If birds are your main target, then for sure go for the 500. You will find out soon that even 500 will be to short.
In fact, all lenses are to short for birds. You want to have always more.


----------



## Deleted member 91053 (Nov 9, 2014)

My Canon 300 F2.8 L IS Mk1 produces very good images with the Canon 2 x Mk3 extender, however a 500 or 600mm will do a better job at these sort of focal lengths.
I am not trying to put you off getting the 300 F2.8 it is just that, if you need longer focal lengths, it is better to get a longer lens.I do use my 300 F2.8 with extenders (and it is good) but only when my longer lens would restrict my mobility too much.


----------



## Chisox2335 (Nov 9, 2014)

FEBS said:


> Chisox2335 said:
> 
> 
> > Where I live there is not a lot of big wildlife save some local deer that I'm usually able to shoot with a 70-200. Most of the photo opportunities I have are birds. This would clearly point me towards the 500mm lens. While I did some hand held shooting with it, it was big. I think the 300mkii with converters would be slightly more manageable. When I shoot I prefer to walk around and don't neccassily always want to shoot off a tripod or monopod. This may need to change if I decide to get a big white though.
> ...



I'd primarily use it on a crop. Agreed you always want more though.


----------



## Chisox2335 (Nov 9, 2014)

johnf3f said:


> My Canon 300 F2.8 L IS Mk1 produces very good images with the Canon 2 x Mk3 extender, however a 500 or 600mm will do a better job at these sort of focal lengths.
> I am not trying to put you off getting the 300 F2.8 it is just that, if you need longer focal lengths, it is better to get a longer lens.I do use my 300 F2.8 with extenders (and it is good) but only when my longer lens would restrict my mobility too much.

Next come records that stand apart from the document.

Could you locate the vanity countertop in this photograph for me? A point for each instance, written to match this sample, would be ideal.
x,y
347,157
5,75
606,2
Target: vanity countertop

Not at all. I appreciate the honest feedback.


----------



## Deleted member 91053 (Nov 10, 2014)

I'd primarily use it on a crop. Agreed you always want more though.
[/quote]

A crop sensor will help with range but not by as much as the 1.3 or 1.6 crop factor would suggest - in fact my current FF camera at least equals and possibly beats my (ex) 1.3 crop camera(1D4). Additionally FF cameras generally give a better ISO range which can be very handy with long lenses.
However do not change your camera until and unless you find it is holding you back - glass is more important!


----------



## Chisox2335 (Nov 11, 2014)

johnf3f said:


> I'd primarily use it on a crop. Agreed you always want more though.



A crop sensor will help with range but not by as much as the 1.3 or 1.6 crop factor would suggest - in fact my current FF camera at least equals and possibly beats my (ex) 1.3 crop camera(1D4). Additionally FF cameras generally give a better ISO range which can be very handy with long lenses.
However do not change your camera until and unless you find it is holding you back - glass is more important!
[/quote]

After seeing the pictures my 70d took with the 500 mki I'm definitely just going to save now for a big white. Also have the 6d I use frequently.


----------



## Deleted member 91053 (Nov 11, 2014)

All the Big Whites are wonderful lenses but they are addictive!
Research your personal needs carefully before you decide which one to buy, as they all have different pro's and cons. If you can stretch to it a Canon 500 F4 L IS Mk2 is a portable lens that offers real reach and works well with a 1.4 Mk2 or Mk3 extender. If less mobility is required then the 600 F4 lenses start to shine. Personally I find the 800 F5.6 suits my needs - but I did get it at a very reasonable price.
Try them all out before you decide - it is a big purchase so make certain you get the right one for your needs.
Good luck!


----------



## NancyP (Nov 11, 2014)

I have been meaning to rent a Big White, but to tell the truth, I am a bit afraid to do so. I love my Little White 400 f/5.6L, and am afraid I will get an expensive case of G.A.S. should I rent a 500 or 600 f/4. : I am super curious, though.


----------



## FEBS (Nov 11, 2014)

NancyP said:


> I have been meaning to rent a Big White, but to tell the truth, I am a bit afraid to do so. I love my Little White 400 f/5.6L, and am afraid I will get an expensive case of G.A.S. should I rent a 500 or 600 f/4. : I am super curious, though.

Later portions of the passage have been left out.